В гостиной я насчитал пять мертвых мужских тел и одно женское. В них было столько пулевых отверстий, что кровь вытекла вся до капли, залив обломки мебели, пропитав все ткани и смешавшись с пылью. Один из мужчин выглядел чересчур старым для Педро, я опустился на колени и перевернул его, это оказался Сезар, вакеро, помогавший нам перегонять скот еще с тех времен, когда я был мальчишкой. Кровь промочила мои брюки, и, когда я поднялся, потемневшая влажная ткань облепила ноги.
Взгляд зацепился за светлое пятно под диваном: маленькая девчушка в голубом платьице. Рядом с ней мальчонка лет шести-восьми, тоже мертвый. Но тут между моими глазами и разумом встала стена; я рассматривал окружающее с академическим интересом: вот это кровь, а вот пулевые отверстия.

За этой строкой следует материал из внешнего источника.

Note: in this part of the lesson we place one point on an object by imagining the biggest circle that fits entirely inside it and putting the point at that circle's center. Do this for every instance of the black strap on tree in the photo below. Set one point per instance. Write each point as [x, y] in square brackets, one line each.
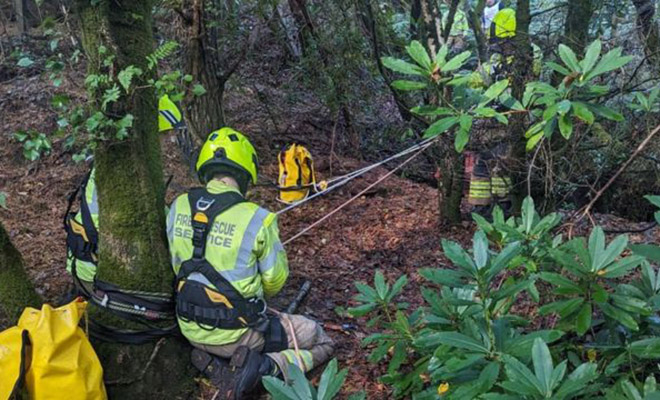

И мелкие детали: застывающие темно-красные лужи, кровавые отпечатки ладоней и следы башмаков, длинные размазанные полосы там, где ползли раненые, красные брызги на стенах, отмечающие чей-то последний миг, финал истории, которая никогда не будет рассказана. Юноша с перебитым позвоночником валяется, как пьяный, мозги расплесканы по рубашке. Я заметил, что остальные рассматривают место побоища с тем же холодным интересом; когда кровь не твоя, она просто как вино или вода.
В кухне шестеро убитых: трое вакерос Педро – Ромальдо, Грегорио и Мартин – и его средняя дочь, Кармен; двое мужчин мертвым взглядом смотрят друг на друга поверх скорчившихся тел близняшек – внучек Педро, в белых платьицах, с косичками. Пахнет, как на скотобойне: запах крови, вспоротых животов, внутренностей, но еще чего-то сладковатого – розы. Наверное, мой мозг сам создал этот запах из потока разнородных ощущений.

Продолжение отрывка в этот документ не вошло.